Блитвуд (ЛП) | страница 31



— Нет, она никогда не говорила о вас, — ответила я быстро, слишком быстро, чтобы подумать, как мои слова на неё повлияют.

Я заметила, как цвет схлынул с её щёк, а губы напряглись. Она выглядела осунувшейся и безжизненной, как мавр у её ног.

— Хорошо, — сказала она, наконец, — хорошо. Я всегда учила её, что если ты не можешь сказать ничего приятного, лучше не говорить ничего, — она рассмеялась сухим, горьким смехом. — Хоть к одному моему совету Эвангелина прислушалась. Она рассказывала о своём прошлом?

— Она очень нежно отзывалась о Блитвуде, — ответила я, напрягая свой в мозг в поисках чего-то доброго, что я могла сказать.

Я всегда была уверена, что это бабушка разорвала все связи с мамой, а не наоборот. Я знала, что мама могла быть чувствительной и гордой. В последние годы она стала подозрительной и пугливой, а в предсмертные месяцы её жизни её взгляд стал затравленным. Возможно всё же вина лежала не на моей бабушке. И поэтому я добавила:

— Я уверена, что она была очень благодарна, что вы её туда отправили.

Её лицо застыло как у Медузы Горгоны, когда Персей поднял щит, чтобы превратить её в камень собственным отражением. В полнейшей тишине даже мавр, казалось, опустился ниже; складывалось впечатление, что удары бронзовых часов на каминной полке сломили его.

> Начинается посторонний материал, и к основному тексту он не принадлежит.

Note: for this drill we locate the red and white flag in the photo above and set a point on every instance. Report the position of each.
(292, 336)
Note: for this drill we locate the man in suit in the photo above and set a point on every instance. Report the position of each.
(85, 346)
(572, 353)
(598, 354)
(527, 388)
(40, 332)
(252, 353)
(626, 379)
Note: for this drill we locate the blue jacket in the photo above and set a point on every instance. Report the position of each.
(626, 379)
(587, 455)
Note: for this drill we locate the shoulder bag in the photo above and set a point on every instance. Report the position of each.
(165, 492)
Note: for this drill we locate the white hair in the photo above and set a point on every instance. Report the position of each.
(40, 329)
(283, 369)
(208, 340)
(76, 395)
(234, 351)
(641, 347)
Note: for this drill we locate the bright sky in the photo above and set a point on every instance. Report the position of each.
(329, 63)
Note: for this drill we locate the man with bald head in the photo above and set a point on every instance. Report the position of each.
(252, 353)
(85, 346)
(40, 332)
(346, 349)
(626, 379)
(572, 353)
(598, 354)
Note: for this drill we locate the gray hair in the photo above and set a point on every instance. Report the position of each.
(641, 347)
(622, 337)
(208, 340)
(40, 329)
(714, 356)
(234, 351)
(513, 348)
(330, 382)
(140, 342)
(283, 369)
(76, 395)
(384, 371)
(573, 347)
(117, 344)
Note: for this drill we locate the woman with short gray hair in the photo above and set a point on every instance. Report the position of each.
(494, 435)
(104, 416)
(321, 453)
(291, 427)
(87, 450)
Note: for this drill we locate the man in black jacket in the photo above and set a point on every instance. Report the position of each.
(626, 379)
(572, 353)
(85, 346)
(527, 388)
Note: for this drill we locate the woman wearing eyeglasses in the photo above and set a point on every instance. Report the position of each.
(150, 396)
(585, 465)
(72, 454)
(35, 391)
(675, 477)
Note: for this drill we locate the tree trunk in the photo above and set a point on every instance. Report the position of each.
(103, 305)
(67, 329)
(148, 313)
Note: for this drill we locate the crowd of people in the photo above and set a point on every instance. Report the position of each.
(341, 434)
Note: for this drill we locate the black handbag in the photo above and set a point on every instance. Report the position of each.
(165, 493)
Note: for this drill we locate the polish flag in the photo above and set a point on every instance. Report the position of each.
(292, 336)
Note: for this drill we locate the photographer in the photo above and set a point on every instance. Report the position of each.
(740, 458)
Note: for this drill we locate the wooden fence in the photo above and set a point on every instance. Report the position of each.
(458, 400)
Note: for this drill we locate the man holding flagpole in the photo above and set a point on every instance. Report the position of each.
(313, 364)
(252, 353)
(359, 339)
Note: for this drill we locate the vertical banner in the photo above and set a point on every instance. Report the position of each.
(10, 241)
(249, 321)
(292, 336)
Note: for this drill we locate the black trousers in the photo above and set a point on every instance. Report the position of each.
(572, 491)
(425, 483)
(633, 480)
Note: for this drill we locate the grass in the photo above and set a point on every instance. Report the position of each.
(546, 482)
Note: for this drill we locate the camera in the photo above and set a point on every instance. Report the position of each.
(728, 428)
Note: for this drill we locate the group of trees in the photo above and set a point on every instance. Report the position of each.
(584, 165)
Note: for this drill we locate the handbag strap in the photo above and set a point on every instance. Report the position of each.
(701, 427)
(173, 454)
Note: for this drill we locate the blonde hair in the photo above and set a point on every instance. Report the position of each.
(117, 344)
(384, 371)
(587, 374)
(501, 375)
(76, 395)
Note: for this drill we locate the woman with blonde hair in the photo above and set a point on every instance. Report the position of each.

— Если бы она действительно была благодарна, — наконец сказала миссис Холл сквозь стиснутые зубы, — она не опозорила бы меня своим поступком, — она подняла лорнет, посмотрев на меня так, словно через кристаллическую линзу рассматривала редкий вид насекомого. — Возможно, ты будешь лучше. Но мы поговорим об этом позже.

Она подняла руку в перчатке, как это было раньше, чтобы остановить бурлившие во мне вопросы.

— Вот и Агнес пришла, она покажет тебе твою комнату. Будем надеяться, что ты такого же роста, как и твоя мать и найдёшь что-то в её шкафу и будем уповать, что это единственная общая черта у вас.


***


Я покинула гостиную, чувствуя себя так, словно из меня высосали всю жизненную энергию. Агнес повела меня вверх по парадной лестнице и вглубь по долгому коридору с портретами мужчин и женщин, смотревших на меня с осуждением.

Когда мы вошли в комнату, я оживилась. В отличие от тусклой и загромождённой гостиной, эта комната была светлой и просторной, стены были обклеены жёлтыми цветочными обоями, мебель и основание кровати окрашены в белый цвет, окна были слегка прикрыты белым кружевными занавесками и выходили на внутренний двор с симпатичным садом. На подоконнике лежала открытая книга, словно читатель недавно оставил её там и вышел. Я подняла её и увидела, что она открыта на произведении Теннисона «Леди из Шалотта», это была её любимая поэма.